The majority of the heavily damaged Harvard crashed onto a golf course. The pilot's body was found near the cockpit.

Among the passengers aboard Flight 9 was Agar Rodney Adamson, a member of the House of Commons who died alongside his wife in the collision.

==Aircraft and crews==
The Canadian built C-4 North Star, a V-12 engine derivative of the Douglas DC-4, carried manufacturer's serial number 150 and had its preliminary test flight on June 16, 1949. Canadian Pacific Airlines took delivery of the propliner on July 11, 1949 where it was named Empress of Hong Kong, registered CF-CPP and issued fleet number 404. Trans-Canada Air Lines purchased it on January 2, 1952, assigned it fleet number 223 and re-registered it CF-TFW. It was crewed by Captain Ian H. Bell, who had 14 years of experience flying for Trans Canada Airlines.
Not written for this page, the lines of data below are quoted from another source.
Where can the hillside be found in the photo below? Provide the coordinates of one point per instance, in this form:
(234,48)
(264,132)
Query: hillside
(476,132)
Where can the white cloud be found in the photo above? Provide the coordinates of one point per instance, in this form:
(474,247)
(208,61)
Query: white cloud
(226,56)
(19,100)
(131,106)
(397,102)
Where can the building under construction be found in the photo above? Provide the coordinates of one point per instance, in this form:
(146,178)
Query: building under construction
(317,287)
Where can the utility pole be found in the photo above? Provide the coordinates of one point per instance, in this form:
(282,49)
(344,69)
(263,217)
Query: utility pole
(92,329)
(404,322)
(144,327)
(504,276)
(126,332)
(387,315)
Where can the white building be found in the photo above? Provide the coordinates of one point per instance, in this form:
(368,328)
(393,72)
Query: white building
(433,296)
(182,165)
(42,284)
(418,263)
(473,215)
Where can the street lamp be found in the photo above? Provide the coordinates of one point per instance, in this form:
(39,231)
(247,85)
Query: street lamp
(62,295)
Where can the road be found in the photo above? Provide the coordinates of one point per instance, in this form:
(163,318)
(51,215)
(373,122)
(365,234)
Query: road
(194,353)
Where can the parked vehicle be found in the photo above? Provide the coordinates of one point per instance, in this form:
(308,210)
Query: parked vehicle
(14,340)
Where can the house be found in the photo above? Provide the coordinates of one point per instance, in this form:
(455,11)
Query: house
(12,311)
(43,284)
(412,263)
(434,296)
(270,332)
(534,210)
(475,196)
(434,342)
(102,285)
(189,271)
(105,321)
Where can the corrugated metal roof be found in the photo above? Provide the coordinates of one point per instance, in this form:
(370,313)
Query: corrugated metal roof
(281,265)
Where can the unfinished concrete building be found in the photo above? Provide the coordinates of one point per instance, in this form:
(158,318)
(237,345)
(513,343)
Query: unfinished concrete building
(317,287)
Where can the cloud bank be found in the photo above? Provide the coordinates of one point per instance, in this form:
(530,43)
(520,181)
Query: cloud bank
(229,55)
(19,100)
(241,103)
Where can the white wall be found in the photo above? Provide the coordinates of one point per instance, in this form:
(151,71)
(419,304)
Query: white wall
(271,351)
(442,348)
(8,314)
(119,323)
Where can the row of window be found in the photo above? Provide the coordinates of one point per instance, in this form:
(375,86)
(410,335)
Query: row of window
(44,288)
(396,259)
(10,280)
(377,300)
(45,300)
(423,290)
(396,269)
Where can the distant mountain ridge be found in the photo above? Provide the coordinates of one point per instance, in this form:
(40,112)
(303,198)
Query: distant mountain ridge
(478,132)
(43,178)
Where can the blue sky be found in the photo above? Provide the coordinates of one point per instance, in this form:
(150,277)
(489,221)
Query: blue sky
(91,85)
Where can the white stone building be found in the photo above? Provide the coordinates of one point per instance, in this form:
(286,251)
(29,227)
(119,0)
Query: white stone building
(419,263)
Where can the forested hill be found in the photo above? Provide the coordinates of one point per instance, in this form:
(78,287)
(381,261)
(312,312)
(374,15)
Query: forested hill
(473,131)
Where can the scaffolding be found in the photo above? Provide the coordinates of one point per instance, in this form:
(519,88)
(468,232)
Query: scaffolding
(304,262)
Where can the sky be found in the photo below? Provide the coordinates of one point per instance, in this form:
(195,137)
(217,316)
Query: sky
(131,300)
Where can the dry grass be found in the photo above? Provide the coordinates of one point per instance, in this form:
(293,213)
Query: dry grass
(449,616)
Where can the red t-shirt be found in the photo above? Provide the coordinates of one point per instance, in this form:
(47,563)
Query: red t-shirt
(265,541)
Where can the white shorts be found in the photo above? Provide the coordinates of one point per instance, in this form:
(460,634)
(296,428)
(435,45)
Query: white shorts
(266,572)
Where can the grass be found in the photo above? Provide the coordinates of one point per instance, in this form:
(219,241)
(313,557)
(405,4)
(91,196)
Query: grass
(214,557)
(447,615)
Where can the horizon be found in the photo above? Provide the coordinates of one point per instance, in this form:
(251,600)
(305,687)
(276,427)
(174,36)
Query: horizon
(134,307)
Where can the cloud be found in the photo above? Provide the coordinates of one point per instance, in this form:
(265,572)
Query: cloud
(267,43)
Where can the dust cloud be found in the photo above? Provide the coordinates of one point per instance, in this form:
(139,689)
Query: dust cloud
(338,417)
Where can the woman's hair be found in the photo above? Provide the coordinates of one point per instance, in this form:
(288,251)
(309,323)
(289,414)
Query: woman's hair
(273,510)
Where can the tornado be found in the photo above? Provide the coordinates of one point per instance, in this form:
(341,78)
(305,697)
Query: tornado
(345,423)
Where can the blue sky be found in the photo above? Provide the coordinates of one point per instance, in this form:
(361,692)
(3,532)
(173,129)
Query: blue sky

Bell was considered a very cautious pilot and had commanded Flight 9 many times. Douglas W. Guthrie was the first officer.

The RCAF Harvard Mk. II, a variant of the North American T-6 Texan, was a World War II era military trainer numbered 3309. It was piloted by Acting Pilot Officer Thomas Andrew Thorrat, 22 years old from Kirkcaldy, Fife, Scotland, a student pilot with 170 total flying hours logged.

==Investigation==
The RCAF, Trans-Canada Airlines, and the Canadian Board of Transport all launched their own investigations into the accident. After examining all available evidence, they determined the most likely accident sequence: The Harvard struck the North Star with its propeller and starboard wing near the airliner's No.1 engine, rupturing the outboard fuel tank and causing an explosion. Training Cadet Thorrat was probably killed at this time. The Harvard then ploughed into the North Star's fuselage between the wing's trailing edge and the passenger door. The inboard fuel tank in the airliner's left wing then exploded, causing the No.1 engine to detach from its mount while the wing was torn from the aircraft near the root. The Harvard's engine separated from its airframe and entered the passenger seating area, while the remaining bulk of the trainer sliced off the airliner's empennage. The severely damaged airliner continued westbound briefly, then pitched nose down and entered an almost vertical spiraling descent, as passengers and luggage were expelled from the large opening in the rear of the fuselage.

The report completed by the Canadian Board of Transport cited three elements likely contributing to causing the accident. Firstly, both aircrews failed to see and avoid each other. While ascending, the Harvard passed through an airway regularly used by commercial aircraft. Also, there was the possibility that the bright yellow Harvard was not seen by the Northstar's crew due to a window post in their line of sight.

The accident was a catalyst for changes in aviation practices in the airspace near Moose Jaw. The Green One airway was diverted to the north of the town to keep airliners at a safe distance from the RCAF base. A new regulation was implemented requiring aircraft flying in opposite directions to maintain separate altitudes. And RCAF Station Moose Jaw changed its flight rules concerning flight over Moose Jaw, mandating that operation take place south of the town.